Mina felt a familiar anger rise in her throat. “If you were testing me, you fucked up good. I screwed up all around. I let that prick Dr. Hanno steal
Tulpendiebe
out from under my nose, remember? I took
Twenty-Twelve
straight back to Paramount. You're an idiot.”

Something else occurred to her, something that made her even angrier. “What about the bomb threat, that day at Tegel? Who was that?”

Jupp avoided her eyes, nervously unscrewing and rescrewing the top of his flask. He took another sip.

“You're fucking kidding me, right? That was
you?

“You left in such a hurry. I hadn't had a chance to–”

Mina cut him off. “I don't want to hear any more. You're nuts. You could have just sent me an email and explained things. Maybe then we didn't have to lose the movies, and I didn't have to lose Sam.” Her voice trailed off. She was determined not to cry in front of them. She reminded herself she was much too angry to cry. If only it hadn't all been such a waste.

Jupp put the flask to his lips again, but it was finally empty. He was looking out over the beach, still avoiding Mina's eyes.
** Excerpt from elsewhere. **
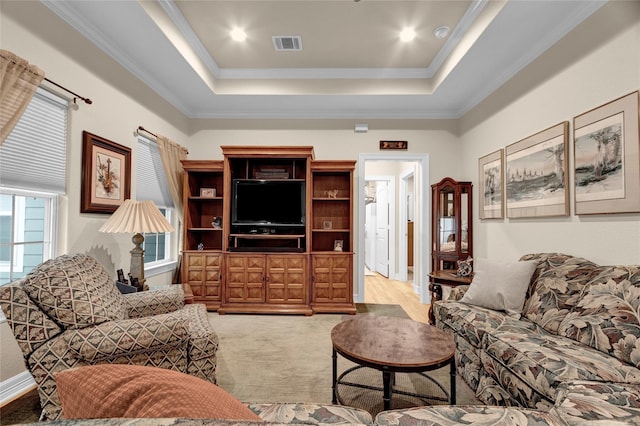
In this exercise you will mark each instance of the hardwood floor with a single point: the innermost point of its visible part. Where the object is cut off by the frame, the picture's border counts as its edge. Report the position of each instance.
(378, 289)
“Well,” Penny said, shaking her head. “I've had enough fun for today. Take me back to my room, princess.”

Mina got up, glaring at Jupp. “Of course, Oma. We're done here.”

The sun was low over the horizon now, casting long shadows on the boardwalk. Jupp cleared his throat. “The convertible was a stroke of genius.”

“What do you mean?” There was a glimmer of something in Jupp's eyes that got Mina interested in spite of herself.

“You must have known I followed you from the airport to the train station, right?”

Mina shook her head. It hadn't occurred to her.

“Your trunk was too tiny for the cans and you left them on the back seat. Remember you stopped for gas, your father went inside to pay, and you tried to call me? It gave me just enough time to swap the film.”

“You switched the cans and I didn't notice? You're saying I pulled a gun on my father over a fake?”

“You did it for Kino. Just like I knew you would. It was noble. We did it, Mina.”

“You son of a bitch.”

“Exactly,” Penny said.

Mina was still processing this. “You manipulated me and–wait. You have
Twenty-Twelve?”

“Well.” Jupp grimaced. “For a professional, Botha did a terrible job storing the film. I spent the last three weeks in Berlin, with your friend Dr. Broddenbuck. We've been able to salvage only fragments.”

“You saw Dr. Hanno?”

“He happens to be a very talented digital restorator. His DVD transfer of
Tulpendiebe
is outstanding. He hid a digital master from Katz's goons, and we transferred the other movies on museum equipment. Most of the films look great, but
Twenty-Twelve
is in bad shape. It just sat in the humidity of Botha's attic and rotted away.”